So you're saying Humans won't develop and adapt to alternative energy processes that replace Oil once it runs out? Some of this process is already underway around the world, Japan with their Space orbit power beaming station for example which will provide continuous solar energy for their nation.
That's the most bizarre thing I have read all week and I've read some bizarre things this week.
Sometimes I'm glad I can keep most of my thoughts logical, for the sake of the future anyway![]()
The rate at which technology is advancing is so fast that by the time we're old most people's lives will likely revolve around augmentation, a combination of man and machine. It's not a story for SciFi movies any more because the principals, theory and research exists already today and the people working on them predict various figures in various tech and science journals, some say 30years whilst others say 50 years etc.
The pure flesh and bone humans we know today most likely won't be the same flesh and bone in say 1000 years time but they'll still be humans no less!
Snipped for space.
Its not built yet and it certainly won't be powering the whole of Japan, and frankly I'd be surprised if it gets done at all in the end. Massive solar station in space is all good and well, getting it there and it not getting damage is another, we have space junk numbering in the thousands of little pieces, with tiny commets and fragments constantly hitting, they want to build really a very very big target.
As for alternative energies in the pipeline, research is just that, it might come up with something brilliant, or something useless, or nothing at all. As it stands currently solar energy as used now, wind and water as used now, will NEVER supply the energy levels we want to use right now, let alone the power requirements a planet with 50-100% more people will have by the time oil becomes rare enough to be priced out of the market, which will happen long before oil actually runs out.
The fact is too power the states in solar, as it stands, needs a space the size of Arizona covered in solar panels, and of course, the problem is electricity doesn't transmit well, which is why you can't put a bunch of nuke stations out in the middle of nowhere, to be effective they have to be fairly close to cities as with all power forms. Its also said that all the manufacturing plants in the world right now making solar panels, would take a couple hundred years to build enough solar panels to cover Arizona, and thats power for the USA's current population, not the population in 50 years.
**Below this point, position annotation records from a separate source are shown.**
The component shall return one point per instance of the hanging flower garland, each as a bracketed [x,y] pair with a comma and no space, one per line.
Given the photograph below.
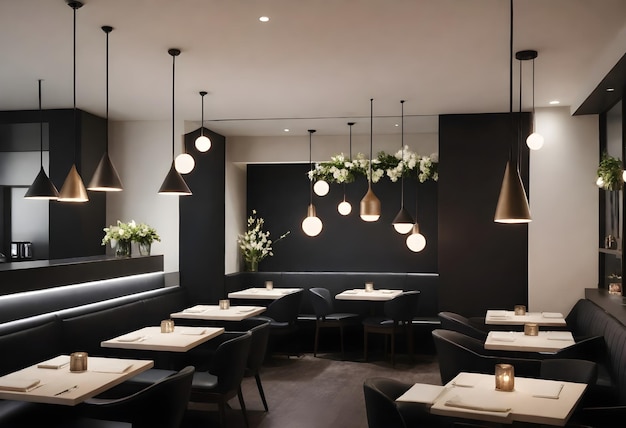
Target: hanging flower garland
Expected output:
[340,169]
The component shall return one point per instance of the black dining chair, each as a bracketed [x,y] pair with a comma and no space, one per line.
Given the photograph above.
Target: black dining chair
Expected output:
[399,313]
[326,316]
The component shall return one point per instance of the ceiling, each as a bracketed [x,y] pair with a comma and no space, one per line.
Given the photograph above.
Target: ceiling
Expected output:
[315,64]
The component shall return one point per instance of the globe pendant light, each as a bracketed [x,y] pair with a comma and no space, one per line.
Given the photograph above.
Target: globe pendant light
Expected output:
[73,189]
[512,204]
[403,222]
[311,225]
[344,206]
[106,178]
[203,143]
[174,184]
[370,204]
[42,187]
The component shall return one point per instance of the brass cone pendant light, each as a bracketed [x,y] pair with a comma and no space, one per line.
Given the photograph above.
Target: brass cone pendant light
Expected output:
[106,178]
[42,187]
[174,184]
[370,204]
[73,189]
[512,204]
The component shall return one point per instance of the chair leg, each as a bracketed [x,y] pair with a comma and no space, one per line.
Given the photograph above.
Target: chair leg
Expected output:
[243,406]
[257,376]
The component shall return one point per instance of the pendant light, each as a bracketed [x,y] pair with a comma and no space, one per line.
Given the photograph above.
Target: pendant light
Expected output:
[512,204]
[370,204]
[535,140]
[42,187]
[403,222]
[73,189]
[174,184]
[344,206]
[203,143]
[311,225]
[106,178]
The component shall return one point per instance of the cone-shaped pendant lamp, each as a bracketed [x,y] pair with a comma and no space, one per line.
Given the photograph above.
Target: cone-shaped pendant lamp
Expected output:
[512,204]
[174,184]
[106,178]
[311,225]
[73,189]
[42,187]
[403,222]
[370,204]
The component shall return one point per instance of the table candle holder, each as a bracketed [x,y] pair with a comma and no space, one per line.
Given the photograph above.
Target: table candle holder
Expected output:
[78,362]
[505,377]
[167,326]
[531,329]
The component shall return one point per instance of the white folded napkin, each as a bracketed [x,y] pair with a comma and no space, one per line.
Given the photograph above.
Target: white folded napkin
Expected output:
[502,336]
[548,390]
[457,401]
[55,363]
[552,315]
[18,384]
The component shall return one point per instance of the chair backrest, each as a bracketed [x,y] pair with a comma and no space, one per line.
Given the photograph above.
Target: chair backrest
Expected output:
[229,361]
[403,307]
[286,308]
[380,395]
[161,404]
[322,301]
[457,322]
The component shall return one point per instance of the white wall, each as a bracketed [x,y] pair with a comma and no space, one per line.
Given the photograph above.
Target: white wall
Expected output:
[142,154]
[563,236]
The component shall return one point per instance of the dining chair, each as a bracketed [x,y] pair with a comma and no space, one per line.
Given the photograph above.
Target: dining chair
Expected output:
[223,379]
[325,316]
[399,313]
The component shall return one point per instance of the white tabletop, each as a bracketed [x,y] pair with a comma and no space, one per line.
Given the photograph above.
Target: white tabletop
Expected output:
[182,339]
[545,341]
[377,295]
[554,319]
[527,403]
[262,293]
[102,374]
[213,312]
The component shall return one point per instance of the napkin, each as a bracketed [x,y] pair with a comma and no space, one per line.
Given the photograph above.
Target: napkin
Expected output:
[502,336]
[548,390]
[55,363]
[18,384]
[552,315]
[456,401]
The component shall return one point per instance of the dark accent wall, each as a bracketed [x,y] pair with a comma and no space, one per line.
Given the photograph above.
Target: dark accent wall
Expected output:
[280,194]
[482,264]
[201,249]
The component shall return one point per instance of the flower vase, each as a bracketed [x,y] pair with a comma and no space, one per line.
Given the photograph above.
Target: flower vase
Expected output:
[123,248]
[144,248]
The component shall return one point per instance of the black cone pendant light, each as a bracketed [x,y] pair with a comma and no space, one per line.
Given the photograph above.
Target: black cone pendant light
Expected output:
[73,189]
[512,204]
[106,178]
[174,184]
[370,204]
[42,187]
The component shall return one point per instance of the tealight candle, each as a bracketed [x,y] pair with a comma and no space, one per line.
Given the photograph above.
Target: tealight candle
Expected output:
[505,377]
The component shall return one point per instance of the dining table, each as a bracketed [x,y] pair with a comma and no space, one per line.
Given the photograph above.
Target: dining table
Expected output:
[504,317]
[215,313]
[52,382]
[474,396]
[544,341]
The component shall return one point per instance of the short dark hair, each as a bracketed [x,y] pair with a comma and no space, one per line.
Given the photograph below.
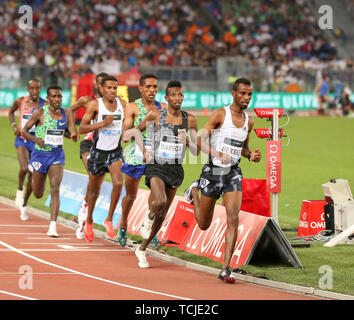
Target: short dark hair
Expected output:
[53,87]
[146,76]
[239,81]
[108,78]
[34,79]
[101,75]
[173,84]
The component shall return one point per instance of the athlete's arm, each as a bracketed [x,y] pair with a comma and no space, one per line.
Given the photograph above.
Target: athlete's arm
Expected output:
[16,105]
[90,114]
[123,102]
[254,155]
[216,118]
[71,112]
[36,119]
[74,136]
[129,113]
[192,142]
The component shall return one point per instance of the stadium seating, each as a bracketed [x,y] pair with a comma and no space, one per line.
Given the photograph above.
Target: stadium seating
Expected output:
[78,36]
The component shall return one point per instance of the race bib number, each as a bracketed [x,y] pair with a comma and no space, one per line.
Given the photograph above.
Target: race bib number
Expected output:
[233,148]
[138,152]
[25,118]
[114,128]
[54,138]
[170,148]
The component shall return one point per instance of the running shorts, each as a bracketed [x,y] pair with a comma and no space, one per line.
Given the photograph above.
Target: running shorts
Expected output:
[99,161]
[171,174]
[41,160]
[216,181]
The way the western world, and China use power now, well you'd expect Africa, further out area's in Asia and everywhere else in the world to be using hugely higher levels of power in 50 years than they are now.
Solar, wind, water, ain't going to cut it. Wind power is a joke, the amount of turbines it needs to create enough power for a town is a joke, and they make noise, and take up a lot of land space, for very little power in return. Hydroelectric power, great for countries with big rivers they can build a damn on, not terrible for countries with large coastlines, useless for area's with low rainfall and deep inland.
Alternative power, as it stands today has ZERO chance of making up the shortfall in power when oil/coal become too expensive to simply burn to run your fridge, tv and computer, all the alternative power sources, combined, wouldn't cope with 1/1000th of the worlds power supply right now, let alone the usage levels we'll be at in 50 years.